The now bare staircase landing (above) outside a Tampines flat, after a fish tank (left) built on it three to four years ago was removed this week. Citing safety reasons, the HDB said the owner could not keep it.
The now bare staircase landing (above) outside a Tampines flat, after a fish tank built on it three to four years ago was removed this week. Citing safety reasons, the HDB said the owner could not keep it.ST PHOTO: TOH TING WEI
The now bare staircase landing (above) outside a Tampines flat, after a fish tank (left) built on it three to four years ago was removed this week. Citing safety reasons, the HDB said the owner could not keep it.
The now bare staircase landing outside a Tampines flat, after a fish tank (above) built on it three to four years ago was removed this week. Citing safety reasons, the HDB said the owner could not keep it.ST PHOTO: DESMOND WEE

Owner declined town council's offer to assist in process, relocate fish to pond

A Housing Board flat owner who converted his doorstep into a fish tank for his koi carp has dismantled it after his appeal to keep it was rejected.

The Tampines Street 41 resident, who wanted to be known only as Mr Tan when approached by The Straits Times previously, had attached glass panels to the walls around the four steps leading to his ground-floor unit to house about 10 fish.

The structure was put in place three to four years ago, and the owner was unaware that he needed permission to do so.

Residents of the flat with the blocked doorstep used to enter it through an adjacent unit which has the same owner.

The fish tank was featured in the media in August last year. Subsequently, in January, the HDB, citing safety reasons, said the owner could not keep it.
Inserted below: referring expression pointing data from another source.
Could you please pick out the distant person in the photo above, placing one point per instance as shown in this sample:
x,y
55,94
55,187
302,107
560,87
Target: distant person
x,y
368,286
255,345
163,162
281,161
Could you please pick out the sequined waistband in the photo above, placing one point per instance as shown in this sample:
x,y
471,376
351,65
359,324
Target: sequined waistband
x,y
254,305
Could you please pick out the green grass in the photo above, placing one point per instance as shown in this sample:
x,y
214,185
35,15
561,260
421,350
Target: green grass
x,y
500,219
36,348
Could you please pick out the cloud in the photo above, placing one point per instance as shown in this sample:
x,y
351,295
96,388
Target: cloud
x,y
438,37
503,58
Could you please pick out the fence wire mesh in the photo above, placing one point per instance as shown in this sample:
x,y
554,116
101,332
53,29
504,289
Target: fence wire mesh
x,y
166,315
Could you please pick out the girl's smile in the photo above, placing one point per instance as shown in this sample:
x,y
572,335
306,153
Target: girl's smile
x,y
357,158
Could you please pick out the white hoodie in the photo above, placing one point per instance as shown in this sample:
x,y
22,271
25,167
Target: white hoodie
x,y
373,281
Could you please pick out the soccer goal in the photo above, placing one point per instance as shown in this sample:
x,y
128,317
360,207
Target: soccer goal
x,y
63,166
He lodged an appeal after working with Tampines Town Council on measures to address the safety issues raised by the Housing Board.

The HDB rejected the appeal earlier this month, stating as a key reason the fact that the stairway is common property.
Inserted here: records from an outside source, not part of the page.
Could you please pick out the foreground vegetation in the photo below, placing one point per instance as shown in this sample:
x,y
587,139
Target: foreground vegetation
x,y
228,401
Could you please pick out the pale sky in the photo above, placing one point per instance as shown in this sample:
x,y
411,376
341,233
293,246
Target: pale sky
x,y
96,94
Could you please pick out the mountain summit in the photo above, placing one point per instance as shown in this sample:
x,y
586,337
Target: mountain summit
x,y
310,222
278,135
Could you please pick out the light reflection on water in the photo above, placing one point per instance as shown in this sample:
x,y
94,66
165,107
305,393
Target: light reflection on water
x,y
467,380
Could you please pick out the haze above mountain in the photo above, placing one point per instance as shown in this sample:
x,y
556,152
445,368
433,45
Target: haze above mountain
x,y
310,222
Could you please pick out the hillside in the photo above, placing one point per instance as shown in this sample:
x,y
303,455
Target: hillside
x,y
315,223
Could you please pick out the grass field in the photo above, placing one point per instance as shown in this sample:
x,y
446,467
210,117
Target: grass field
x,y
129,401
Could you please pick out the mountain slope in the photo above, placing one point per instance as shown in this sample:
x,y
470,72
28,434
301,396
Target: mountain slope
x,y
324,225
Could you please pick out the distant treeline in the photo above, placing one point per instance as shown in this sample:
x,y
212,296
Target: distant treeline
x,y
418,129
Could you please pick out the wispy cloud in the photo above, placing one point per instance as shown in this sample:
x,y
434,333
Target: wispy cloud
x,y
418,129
Under the town council's by-laws, it is an offence to have unauthorised fixtures on common property.

When The Straits Times visited Mr Tan's house yesterday, the tank had been dismantled.

When approached, Mr Tan's wife declined to comment.

Earlier this month, the Ministry of National Development told The Straits Times that it would ask the HDB to discuss with the town council suitable sites in the precinct that can accommodate a community garden which could involve Mr Tan and other like-minded residents.

It added that this initiative would have to be done separately through a proper process and not by "individual encroachment onto common property".

But Mr Tan's response was lukewarm. "It's not just about digging two holes. You need to think about what is the attraction there and what is really useful for the community. Hopefully, something good will come out of it. I am a bit tired of this," he said.

A spokesman for Tampines Town Council told The Straits Times on Tuesday that the resident had declined its offer to assist with the dismantling of the tank. "We have also approached the resident to relocate the koi fish to a community pond, but he was not keen to explore further," the spokesman said.